GitHub’s free tier gives 2,000 minutes/month — plenty for 5-min cron.
Option B — AWS EventBridge schedule (preferred when already on AWS)
aws events put-rule --name kaireon-drain-queues \
--schedule-expression "rate(5 minutes)" \
--region us-east-1
aws events put-targets --rule kaireon-drain-queues \
--targets '[{
"Id": "1",
"Arn": "arn:aws:apigateway:us-east-1:apigateway/.../api/v1/cron/drain-queues",
"HttpParameters": {
"HeaderParameters": { "X-Cron-Secret": "<CRON_SECRET>" }
}
}]'
(For App Runner, you may need an API Gateway connector or a Lambda intermediary since EventBridge can’t directly POST to App Runner URLs.)
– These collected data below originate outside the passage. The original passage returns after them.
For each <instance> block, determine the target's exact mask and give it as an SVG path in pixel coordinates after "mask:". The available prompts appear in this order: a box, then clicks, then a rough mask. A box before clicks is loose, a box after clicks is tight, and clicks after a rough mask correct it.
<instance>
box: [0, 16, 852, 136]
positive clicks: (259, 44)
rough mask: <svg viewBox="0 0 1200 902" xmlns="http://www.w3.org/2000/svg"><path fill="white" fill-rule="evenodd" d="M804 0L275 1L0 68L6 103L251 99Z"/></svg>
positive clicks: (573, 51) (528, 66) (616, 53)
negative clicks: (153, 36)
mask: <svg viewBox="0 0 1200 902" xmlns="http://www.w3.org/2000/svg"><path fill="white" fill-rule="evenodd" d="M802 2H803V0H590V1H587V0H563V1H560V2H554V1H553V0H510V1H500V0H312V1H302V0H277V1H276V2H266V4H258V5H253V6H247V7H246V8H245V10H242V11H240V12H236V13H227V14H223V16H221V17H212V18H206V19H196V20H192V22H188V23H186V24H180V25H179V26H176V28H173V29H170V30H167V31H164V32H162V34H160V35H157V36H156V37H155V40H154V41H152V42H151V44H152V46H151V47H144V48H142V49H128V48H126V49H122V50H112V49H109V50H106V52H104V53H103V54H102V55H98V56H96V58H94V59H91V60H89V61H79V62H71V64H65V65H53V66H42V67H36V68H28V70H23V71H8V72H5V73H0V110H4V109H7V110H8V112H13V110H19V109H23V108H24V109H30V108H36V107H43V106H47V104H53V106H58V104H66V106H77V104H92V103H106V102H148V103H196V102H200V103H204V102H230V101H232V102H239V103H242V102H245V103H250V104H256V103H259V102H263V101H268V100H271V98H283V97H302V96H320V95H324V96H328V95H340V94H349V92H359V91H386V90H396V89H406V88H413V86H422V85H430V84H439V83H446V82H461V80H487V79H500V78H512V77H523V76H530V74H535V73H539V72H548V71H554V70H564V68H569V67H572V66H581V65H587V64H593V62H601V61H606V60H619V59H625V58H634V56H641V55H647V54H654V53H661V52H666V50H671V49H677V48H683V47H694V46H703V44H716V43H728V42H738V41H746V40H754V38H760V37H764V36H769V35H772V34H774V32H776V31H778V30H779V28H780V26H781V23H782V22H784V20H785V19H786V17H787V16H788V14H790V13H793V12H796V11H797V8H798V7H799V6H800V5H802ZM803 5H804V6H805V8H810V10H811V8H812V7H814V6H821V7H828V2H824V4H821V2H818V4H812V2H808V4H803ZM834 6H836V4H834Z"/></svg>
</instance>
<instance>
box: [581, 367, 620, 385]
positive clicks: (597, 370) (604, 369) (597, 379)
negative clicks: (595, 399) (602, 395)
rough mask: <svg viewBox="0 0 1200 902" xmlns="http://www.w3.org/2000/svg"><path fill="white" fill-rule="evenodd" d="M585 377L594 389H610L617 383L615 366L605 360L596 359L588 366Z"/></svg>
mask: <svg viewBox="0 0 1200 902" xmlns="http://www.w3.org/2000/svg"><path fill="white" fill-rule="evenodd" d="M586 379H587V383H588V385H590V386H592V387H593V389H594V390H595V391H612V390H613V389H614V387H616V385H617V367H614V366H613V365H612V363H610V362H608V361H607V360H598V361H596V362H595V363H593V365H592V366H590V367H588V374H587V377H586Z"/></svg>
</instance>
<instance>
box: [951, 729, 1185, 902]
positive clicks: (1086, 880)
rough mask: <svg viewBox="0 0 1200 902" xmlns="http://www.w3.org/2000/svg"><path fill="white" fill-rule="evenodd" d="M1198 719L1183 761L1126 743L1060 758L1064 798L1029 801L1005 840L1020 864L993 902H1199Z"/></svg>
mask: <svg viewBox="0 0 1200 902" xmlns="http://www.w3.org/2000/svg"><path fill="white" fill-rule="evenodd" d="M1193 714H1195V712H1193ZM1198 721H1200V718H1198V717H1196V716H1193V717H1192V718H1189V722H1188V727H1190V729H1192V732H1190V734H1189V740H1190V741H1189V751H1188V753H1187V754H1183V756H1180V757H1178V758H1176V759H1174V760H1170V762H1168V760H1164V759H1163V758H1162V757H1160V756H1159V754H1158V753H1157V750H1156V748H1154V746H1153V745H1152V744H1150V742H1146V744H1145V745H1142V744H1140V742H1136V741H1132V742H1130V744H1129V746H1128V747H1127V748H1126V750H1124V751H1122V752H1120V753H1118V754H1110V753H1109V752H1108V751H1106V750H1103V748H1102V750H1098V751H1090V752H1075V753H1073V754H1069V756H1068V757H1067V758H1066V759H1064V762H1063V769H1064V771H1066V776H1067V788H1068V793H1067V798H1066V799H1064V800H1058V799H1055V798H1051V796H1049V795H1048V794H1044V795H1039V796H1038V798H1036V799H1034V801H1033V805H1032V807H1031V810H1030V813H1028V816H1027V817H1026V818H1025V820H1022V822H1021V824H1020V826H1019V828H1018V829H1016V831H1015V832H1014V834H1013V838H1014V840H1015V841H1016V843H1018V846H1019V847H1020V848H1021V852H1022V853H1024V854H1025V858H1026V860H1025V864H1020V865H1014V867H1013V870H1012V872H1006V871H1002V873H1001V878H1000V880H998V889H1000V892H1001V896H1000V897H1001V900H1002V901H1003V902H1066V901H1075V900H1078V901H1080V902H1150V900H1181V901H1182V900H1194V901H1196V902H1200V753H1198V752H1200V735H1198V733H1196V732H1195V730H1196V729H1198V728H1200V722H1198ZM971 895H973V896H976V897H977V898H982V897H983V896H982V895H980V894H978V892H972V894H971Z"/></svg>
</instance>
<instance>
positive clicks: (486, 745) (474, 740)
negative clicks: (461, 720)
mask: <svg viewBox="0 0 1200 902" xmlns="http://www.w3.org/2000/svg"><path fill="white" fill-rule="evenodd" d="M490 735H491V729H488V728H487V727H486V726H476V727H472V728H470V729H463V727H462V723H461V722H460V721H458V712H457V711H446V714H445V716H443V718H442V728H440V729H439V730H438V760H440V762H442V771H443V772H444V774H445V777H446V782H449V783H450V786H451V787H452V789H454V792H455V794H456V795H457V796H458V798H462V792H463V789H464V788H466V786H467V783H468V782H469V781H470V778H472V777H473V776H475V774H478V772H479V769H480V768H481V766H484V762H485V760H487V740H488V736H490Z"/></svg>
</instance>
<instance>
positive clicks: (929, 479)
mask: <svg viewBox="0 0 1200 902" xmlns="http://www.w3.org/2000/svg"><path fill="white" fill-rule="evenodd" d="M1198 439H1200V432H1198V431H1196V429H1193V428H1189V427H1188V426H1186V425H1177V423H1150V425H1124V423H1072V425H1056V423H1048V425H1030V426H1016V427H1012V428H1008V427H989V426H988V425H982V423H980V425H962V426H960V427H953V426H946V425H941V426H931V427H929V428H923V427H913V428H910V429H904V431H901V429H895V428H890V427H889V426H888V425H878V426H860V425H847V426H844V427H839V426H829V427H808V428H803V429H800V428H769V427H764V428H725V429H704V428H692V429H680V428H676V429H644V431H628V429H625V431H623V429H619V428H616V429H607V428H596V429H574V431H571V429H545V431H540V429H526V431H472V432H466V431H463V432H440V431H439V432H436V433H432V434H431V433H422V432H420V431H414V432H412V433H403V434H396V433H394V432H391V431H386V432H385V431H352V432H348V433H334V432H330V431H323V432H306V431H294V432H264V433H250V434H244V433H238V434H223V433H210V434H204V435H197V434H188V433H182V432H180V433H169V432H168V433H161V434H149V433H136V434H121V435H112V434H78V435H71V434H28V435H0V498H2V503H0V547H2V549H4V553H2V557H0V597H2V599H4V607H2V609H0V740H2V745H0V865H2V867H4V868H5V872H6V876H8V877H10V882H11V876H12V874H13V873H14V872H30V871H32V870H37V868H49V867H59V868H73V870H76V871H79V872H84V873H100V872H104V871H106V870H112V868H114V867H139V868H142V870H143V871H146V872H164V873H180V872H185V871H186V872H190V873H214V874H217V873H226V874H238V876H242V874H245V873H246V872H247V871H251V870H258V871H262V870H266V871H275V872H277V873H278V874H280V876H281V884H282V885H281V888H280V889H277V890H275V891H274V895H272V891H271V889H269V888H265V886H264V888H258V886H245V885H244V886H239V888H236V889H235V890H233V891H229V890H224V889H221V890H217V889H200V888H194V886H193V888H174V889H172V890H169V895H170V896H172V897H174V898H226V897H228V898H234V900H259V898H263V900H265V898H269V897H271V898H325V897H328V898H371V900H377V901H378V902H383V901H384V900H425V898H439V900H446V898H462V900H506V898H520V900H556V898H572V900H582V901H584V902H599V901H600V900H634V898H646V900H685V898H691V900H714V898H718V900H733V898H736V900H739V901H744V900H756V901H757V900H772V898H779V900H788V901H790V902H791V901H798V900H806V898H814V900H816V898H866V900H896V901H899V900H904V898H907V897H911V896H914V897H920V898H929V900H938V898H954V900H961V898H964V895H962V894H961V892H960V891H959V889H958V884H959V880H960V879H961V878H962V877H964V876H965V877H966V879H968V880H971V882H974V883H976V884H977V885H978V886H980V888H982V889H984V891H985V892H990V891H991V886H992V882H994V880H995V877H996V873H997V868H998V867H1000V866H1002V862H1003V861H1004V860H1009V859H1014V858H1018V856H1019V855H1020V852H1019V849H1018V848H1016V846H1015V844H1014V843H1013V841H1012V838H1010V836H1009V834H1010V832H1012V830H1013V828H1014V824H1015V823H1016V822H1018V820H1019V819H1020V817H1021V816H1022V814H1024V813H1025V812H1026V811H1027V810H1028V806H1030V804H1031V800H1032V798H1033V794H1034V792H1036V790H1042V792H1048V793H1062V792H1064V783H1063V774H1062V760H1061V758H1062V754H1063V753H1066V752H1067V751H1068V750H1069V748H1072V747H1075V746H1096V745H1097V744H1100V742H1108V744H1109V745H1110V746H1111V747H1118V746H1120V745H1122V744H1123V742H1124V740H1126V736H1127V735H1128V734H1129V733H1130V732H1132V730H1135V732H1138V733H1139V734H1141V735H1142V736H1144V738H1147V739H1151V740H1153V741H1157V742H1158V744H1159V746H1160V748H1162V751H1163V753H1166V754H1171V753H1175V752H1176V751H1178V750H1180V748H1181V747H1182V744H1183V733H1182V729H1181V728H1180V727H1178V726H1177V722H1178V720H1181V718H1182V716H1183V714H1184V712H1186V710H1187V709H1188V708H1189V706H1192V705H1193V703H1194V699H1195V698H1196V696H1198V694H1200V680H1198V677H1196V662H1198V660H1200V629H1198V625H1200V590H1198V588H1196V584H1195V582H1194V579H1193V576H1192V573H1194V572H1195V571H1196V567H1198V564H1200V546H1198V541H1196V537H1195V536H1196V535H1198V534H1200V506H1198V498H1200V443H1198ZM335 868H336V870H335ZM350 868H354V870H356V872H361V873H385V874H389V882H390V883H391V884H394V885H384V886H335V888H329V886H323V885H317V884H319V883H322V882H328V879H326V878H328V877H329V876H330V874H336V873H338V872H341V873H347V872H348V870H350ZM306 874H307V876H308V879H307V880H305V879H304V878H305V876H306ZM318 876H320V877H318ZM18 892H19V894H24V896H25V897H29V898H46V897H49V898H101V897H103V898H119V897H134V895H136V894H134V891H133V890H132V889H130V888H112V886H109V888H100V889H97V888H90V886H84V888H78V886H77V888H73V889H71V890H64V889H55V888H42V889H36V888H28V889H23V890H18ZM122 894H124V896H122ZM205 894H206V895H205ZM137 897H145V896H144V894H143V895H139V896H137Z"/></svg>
Option C — External uptime monitor (cheap, hands-off)
Services like Cron-Job.org, EasyCron, or UptimeRobot can hit any HTTPS URL on a schedule. Configure:
- URL:
https://playground.kaireonai.com/api/v1/cron/drain-queues
- Method:
POST
- Headers:
X-Cron-Secret: <CRON_SECRET>
- Schedule:
*/5 * * * *
Option D — Self-managed (k8s CronJob, supervised cron, etc.)
Use whatever scheduler your platform provides. Each tick should run:
curl -fsS -X POST "$KAIREON_URL/api/v1/cron/drain-queues" \
-H "X-Cron-Secret: $CRON_SECRET"
Cost math
For a tenant with zero queued jobs (the common idle case on playground):
ops_per_invocation = 5 queues × 4 ops (getJobCounts) = 20
invocations_per_month = 12 × 24 × 30 = 8,640 (every 5 min)
ops_per_month_idle = ~173,000
Free tier (Upstash) = 500,000 ops/month
Headroom = ~327,000 ops for actual jobs + /recommend rate-limit + flow cache
For every-30-minute cron (lower latency tolerance):
ops_per_month_idle = 20 × 48 × 30 = ~29,000
Headroom = ~471,000 ops for everything else
In practice you can run a 5-min cron on a free-tier Redis with no concerns until you reach hundreds of /recommend calls per minute, at which point the rate-limiter cost dominates and you should upgrade Redis anyway.
Caveats
- Job-failure semantics differ from always-on: in always-on mode, a failed job retries via BullMQ’s exponential backoff immediately. In cron-driven mode, retries are picked up on the next tick. For low-frequency workloads this is fine. For SLA-sensitive workloads, run always-on workers on paid Redis.
- Long-running jobs (>
maxDurationMs) will be aborted mid-flight when the worker closes. They’ll be re-enqueued by BullMQ’s stalled-job detector on the next tick. Set maxDurationMs higher than your longest expected job, or split jobs into smaller chunks.
- The drain endpoint is idempotent — re-hitting it during an in-flight invocation just no-ops on jobs already in-flight (BullMQ’s lock semantics).